When building from source I followed the build guide https://openzfs.github.io/openzfs-docs/Developer%20Resources/Building%20ZFS.html I used to rpm's instead of doing a make install.

manfromafar commented 3 months ago

After some trial and error, I was able to get a version of zfs that didn't have issues unloading the module on opensuse 15.5. Using kernel kernel-default-5.14.21-150500.55.44.1.x86_64.rpm I was able to get 2.1.13 installed and there were no issues with loading/unloading/deleting larges amounts of datasets. Untested is doing my actual backups but now that I have a "working" system that will be the next step.

2.2.4 still has issues on unload though using the same kernel as the 2.1.13 test

arturpzol commented 2 months ago

The issue is also reproducible in my environments when unloading the ZFS module on ZFS 2.2.4, regardless of the kernel version, so it seems like a bug in ZFS 2.2.4. The issue does not occur on ZFS 2.2.3.

ixhamza commented 2 months ago

https://github.com/openzfs/zfs/commit/db65272aef3d380d2bd1c94907826f2b9ec9205e seems to cause this issue in the 2.2.4 release.
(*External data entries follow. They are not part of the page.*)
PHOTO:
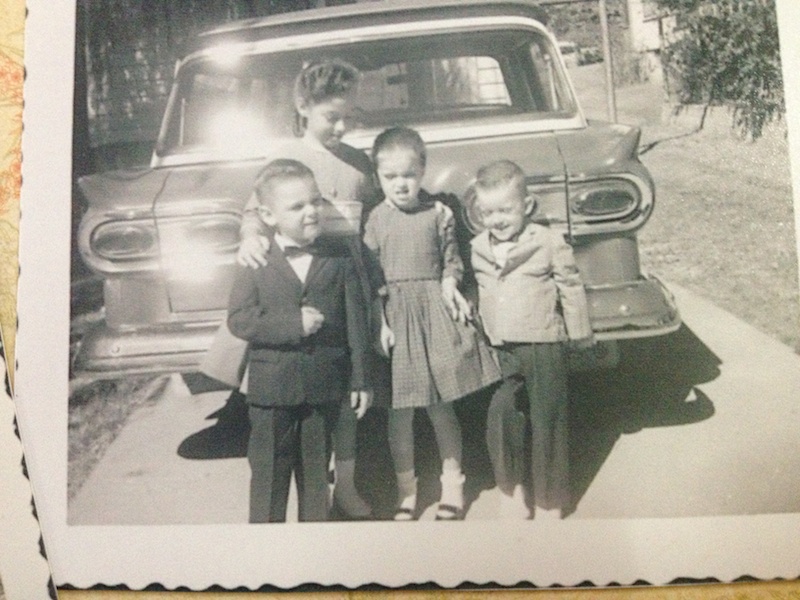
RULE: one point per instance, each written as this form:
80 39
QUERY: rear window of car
411 80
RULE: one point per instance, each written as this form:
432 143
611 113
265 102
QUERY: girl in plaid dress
437 357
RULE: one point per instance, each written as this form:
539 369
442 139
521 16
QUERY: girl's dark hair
399 137
321 80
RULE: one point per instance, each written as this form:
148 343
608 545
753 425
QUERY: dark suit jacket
287 368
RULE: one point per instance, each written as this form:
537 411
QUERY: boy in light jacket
531 301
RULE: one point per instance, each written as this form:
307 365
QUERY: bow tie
297 251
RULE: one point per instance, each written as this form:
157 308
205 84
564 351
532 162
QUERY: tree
726 52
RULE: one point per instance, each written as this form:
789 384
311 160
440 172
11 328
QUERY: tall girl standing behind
436 356
324 99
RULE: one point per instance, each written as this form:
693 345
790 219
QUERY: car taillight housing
597 205
604 199
179 243
133 240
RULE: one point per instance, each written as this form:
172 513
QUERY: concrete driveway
698 423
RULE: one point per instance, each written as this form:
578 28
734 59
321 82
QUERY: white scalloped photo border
349 554
23 566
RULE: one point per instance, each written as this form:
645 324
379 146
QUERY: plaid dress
435 359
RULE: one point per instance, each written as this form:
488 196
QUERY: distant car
589 55
570 52
479 80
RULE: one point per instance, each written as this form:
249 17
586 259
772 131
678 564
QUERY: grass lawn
723 226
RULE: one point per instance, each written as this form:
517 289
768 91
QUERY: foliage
726 52
128 54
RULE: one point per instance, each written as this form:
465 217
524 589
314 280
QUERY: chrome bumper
104 353
641 308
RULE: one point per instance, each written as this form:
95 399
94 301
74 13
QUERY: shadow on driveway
654 386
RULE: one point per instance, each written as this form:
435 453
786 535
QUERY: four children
302 304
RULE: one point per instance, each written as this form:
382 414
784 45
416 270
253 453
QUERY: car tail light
132 240
604 199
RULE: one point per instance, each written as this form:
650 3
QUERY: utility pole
611 100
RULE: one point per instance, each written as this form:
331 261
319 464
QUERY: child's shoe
346 500
451 502
544 514
513 507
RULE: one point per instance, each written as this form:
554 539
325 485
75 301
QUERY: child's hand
458 307
253 251
360 401
387 339
312 320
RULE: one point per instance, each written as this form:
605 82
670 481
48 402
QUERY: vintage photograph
319 267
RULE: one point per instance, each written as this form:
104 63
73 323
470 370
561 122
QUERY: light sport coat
538 296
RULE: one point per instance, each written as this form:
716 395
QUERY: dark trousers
534 382
284 439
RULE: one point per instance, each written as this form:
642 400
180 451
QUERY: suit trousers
286 439
534 382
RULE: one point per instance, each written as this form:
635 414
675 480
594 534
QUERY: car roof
347 16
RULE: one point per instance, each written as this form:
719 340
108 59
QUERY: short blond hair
277 171
501 173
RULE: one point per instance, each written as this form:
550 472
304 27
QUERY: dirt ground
723 225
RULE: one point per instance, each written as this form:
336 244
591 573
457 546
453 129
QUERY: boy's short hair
277 171
399 137
501 173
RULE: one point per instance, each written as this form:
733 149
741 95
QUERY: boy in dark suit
305 317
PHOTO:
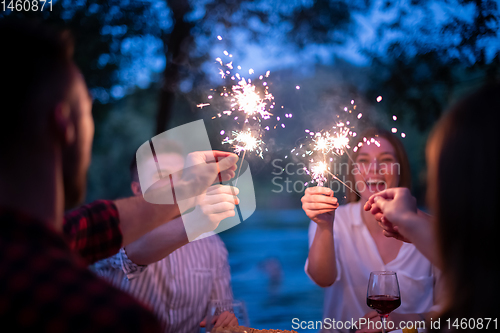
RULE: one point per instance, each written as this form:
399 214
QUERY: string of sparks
248 103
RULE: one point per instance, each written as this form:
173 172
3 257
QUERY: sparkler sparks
246 102
249 101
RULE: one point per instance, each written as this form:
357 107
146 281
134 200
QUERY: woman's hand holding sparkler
213 206
319 204
202 169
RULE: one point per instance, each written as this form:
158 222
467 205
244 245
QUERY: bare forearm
322 264
138 217
158 243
VDEV_PROP_RAIDZ_EXPANDING is defined but was never registered with sysfs, which causes an exception during kobj release, though it is not a problem with the master branch due to complete raidz expand support there. @tonyhutter, we may need to remove the property from the list in the zfs-2.2.5-staging branch.
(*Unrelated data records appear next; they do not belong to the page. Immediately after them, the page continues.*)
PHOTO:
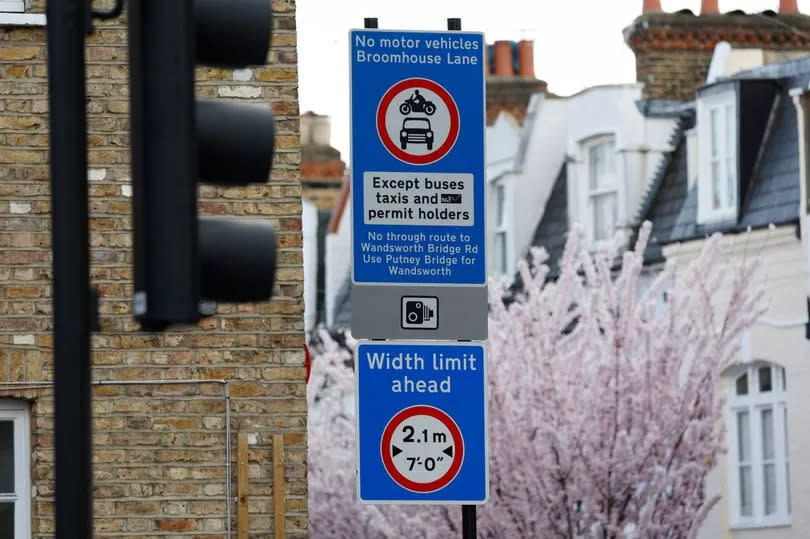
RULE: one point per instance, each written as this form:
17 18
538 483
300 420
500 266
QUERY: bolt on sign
418 197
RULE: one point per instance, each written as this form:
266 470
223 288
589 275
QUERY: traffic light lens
237 259
234 33
235 142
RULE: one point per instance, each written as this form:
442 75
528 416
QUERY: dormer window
718 177
603 187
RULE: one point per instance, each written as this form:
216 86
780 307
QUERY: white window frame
590 194
502 237
17 412
724 156
754 403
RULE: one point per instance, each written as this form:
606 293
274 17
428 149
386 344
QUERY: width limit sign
421 418
418 197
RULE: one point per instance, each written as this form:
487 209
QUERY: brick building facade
159 449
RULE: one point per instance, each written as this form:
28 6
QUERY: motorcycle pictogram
417 103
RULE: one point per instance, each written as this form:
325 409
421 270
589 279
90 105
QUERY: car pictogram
416 131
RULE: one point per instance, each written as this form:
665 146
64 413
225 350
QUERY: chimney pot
708 7
788 6
503 59
651 5
526 58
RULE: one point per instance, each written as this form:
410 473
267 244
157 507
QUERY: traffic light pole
68 22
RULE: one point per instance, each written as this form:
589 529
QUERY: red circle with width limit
390 145
388 461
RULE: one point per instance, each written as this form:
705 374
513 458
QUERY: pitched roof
552 231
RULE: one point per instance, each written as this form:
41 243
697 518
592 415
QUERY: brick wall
673 50
159 450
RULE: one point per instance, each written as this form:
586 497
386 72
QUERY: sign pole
468 517
418 271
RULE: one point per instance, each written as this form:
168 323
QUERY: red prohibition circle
395 150
388 461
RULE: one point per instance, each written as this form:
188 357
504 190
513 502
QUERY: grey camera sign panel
424 312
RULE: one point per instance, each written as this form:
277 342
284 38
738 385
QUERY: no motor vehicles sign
418 196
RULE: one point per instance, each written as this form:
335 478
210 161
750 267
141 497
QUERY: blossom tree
605 410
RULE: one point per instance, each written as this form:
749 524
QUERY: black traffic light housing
181 260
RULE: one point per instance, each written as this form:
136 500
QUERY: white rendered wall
641 143
784 278
338 261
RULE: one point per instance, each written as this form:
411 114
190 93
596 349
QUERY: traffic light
182 261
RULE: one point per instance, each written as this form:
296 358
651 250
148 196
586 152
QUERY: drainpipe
801 99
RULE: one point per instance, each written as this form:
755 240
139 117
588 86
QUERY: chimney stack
526 58
709 7
503 59
788 6
651 5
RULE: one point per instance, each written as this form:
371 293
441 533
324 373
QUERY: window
15 490
501 248
602 189
758 457
717 131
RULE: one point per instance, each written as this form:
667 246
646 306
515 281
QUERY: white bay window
759 469
718 177
15 482
603 189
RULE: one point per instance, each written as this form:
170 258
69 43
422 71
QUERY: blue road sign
421 422
417 159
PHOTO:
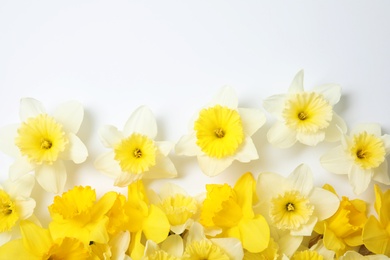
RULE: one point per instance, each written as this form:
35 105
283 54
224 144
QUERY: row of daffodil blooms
255 219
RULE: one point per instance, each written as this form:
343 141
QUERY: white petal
30 107
331 92
301 179
110 136
20 187
336 161
212 166
275 105
359 179
311 139
337 127
76 150
52 178
187 146
7 140
164 168
231 246
374 129
252 120
225 97
70 114
141 121
164 147
325 203
25 207
297 83
381 173
247 151
20 167
108 165
281 136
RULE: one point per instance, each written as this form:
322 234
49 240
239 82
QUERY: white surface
173 56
tonyhutter commented 2 months ago

@ixhamza thanks, I'll take a look.

tonyhutter commented 2 months ago

This fixes it:

diff --git a/module/os/linux/zfs/zfs_sysfs.c b/module/os/linux/zfs/zfs_sysfs.c
index e2431fe8a..492ab8184 100644
--- a/module/os/linux/zfs/zfs_sysfs.c
+++ b/module/os/linux/zfs/zfs_sysfs.c
@@ -110,8 +110,10 @@ zfs_kobj_fini(zfs_mod_kobj_t *zkobj)
        }

        /* kobject_put() will call zfs_kobj_release() to release memory */
-       kobject_del(&zkobj->zko_kobj);
-       kobject_put(&zkobj->zko_kobj);
+       if (zkobj->zko_kobj.name != NULL) {
+               kobject_del(&zkobj->zko_kobj);
+               kobject_put(&zkobj->zko_kobj);
+       }
 }

 static void

Let me put together a PR against zfs-2.2.5-staging.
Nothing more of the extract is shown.